# Module 1.6: First Contact with the Data

> **Goal:** Run first-contact checks to confirm the data can support the 5Q Framework.

**Module Type:** Observation (no transformations)

| Artifact | Description |
|----------|-------------|
| `1_06.parquet` | Weekly M5 sales (cleaned dtypes, duplicates removed) |
| `1_06.json` | First Contact Report (raw data state) |

Each section maps to a 5Q question:

| Q | Name | What It Defines | First Contact Check |
|---|------|-----------------|---------------------|
| **Q1** | Decision | The Target | Is `y` clear, numeric, clean? |
| **Q2** | Metric | What "Good" Means | Issues that bias evaluation? (NAs, duplicates) |
| **Q3** | Horizon & Level | The Structure | Enough history?
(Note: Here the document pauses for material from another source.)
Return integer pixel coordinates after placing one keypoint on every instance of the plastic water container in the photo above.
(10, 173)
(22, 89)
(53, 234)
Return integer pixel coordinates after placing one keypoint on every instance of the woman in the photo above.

Right granularity? |
| **Q4** | Data & Drivers | What Model Learns | Behavioral signals (zeros, volatility) |

## 1. Setup

In [None]:
# =============================================================================
# SETUP
# =============================================================================

# --- Imports ---
import sys
import warnings
from pathlib import Path
import matplotlib.pyplot as plt
import numpy as np
import pandas as pd

# --- Path Configuration ---
MODULE_DIR = Path().resolve()
PROJECT_ROOT = MODULE_DIR.parent.parent
sys.path.insert(0, str(PROJECT_ROOT))

# --- Local Imports ---
from src import load_m5, CacheManager, first_contact_check

# --- Settings ---
warnings.filterwarnings("ignore")
plt.style.use("seaborn-v0_8-whitegrid")

# --- Managers ---
cache = CacheManager(MODULE_DIR / ".cache")       # Intermediate (gitignored)
outputs = CacheManager(PROJECT_ROOT / "outputs")  # Curriculum artifacts

print(f"✓ Setup complete | Root: {PROJECT_ROOT.name}")

## 2. Load Data

`messify=True` simulates real-world data issues (string dtypes, NaN injection, duplicates, etc).

In [None]:
daily_sales = load_m5(
    data_dir=MODULE_DIR / "data",
    cache=cache,
    cache_key='m5_messified',
    messify=True,
    messify_config={
        'random_state': 42,
        'zeros_to_na_frac': 0.30,
        'zeros_drop_frac': 0.02,
        'zeros_drop_gaps_frac': 0.10,
        'duplicates_add_n': 150,
        'na_drop_frac': None,
        'dtypes_corrupt': True,
    },
    include_hierarchy=True,
)

---

## 3. Q1: Decision — The Target

<div style="background: linear-gradient(135deg, #11998e 0%, #38ef7d 100%); color: white; padding: 12px 20px; border-radius: 8px; margin: 10px 0; max-width: 600px;">
<strong>Is the target clear, numeric, and clean?</strong>
</div>

### 3.1 Identify the Target

In [None]:
daily_sales.columns

### 3.2 Check Data Types

In [None]:
daily_sales[['ds', 'y']].dtypes

### 3.3 Fix Data Type Issues

Messification corrupts dtypes. `errors='coerce'` converts unparseable values to proper NaN.

In [None]:
daily_sales['ds'] = pd.to_datetime(daily_sales['ds'])
daily_sales['y'] = pd.to_numeric(daily_sales['y'], errors='coerce')

In [None]:
daily_sales[['ds', 'y']].dtypes

---

## 4. Q2: Metric — What "Good" Means

<div style="background: linear-gradient(135deg, #667eea 0%, #764ba2 100%); color: white; padding: 12px 20px; border-radius: 8px; margin: 10px 0; max-width: 600px;">
<strong>Are there issues that would bias our evaluation?</strong><br>
<em>Missingness, duplicates, and orphan data corrupt metrics.</em>
</div>

### 4.1 Check for Missing Values

In [None]:
daily_sales.isna().sum()

### 4.2 Handle Critical NAs

Drop rows with null dates (can't aggregate without a date). Target NAs handled in Module 1.08.

In [None]:
daily_sales = daily_sales.dropna(subset=['ds'])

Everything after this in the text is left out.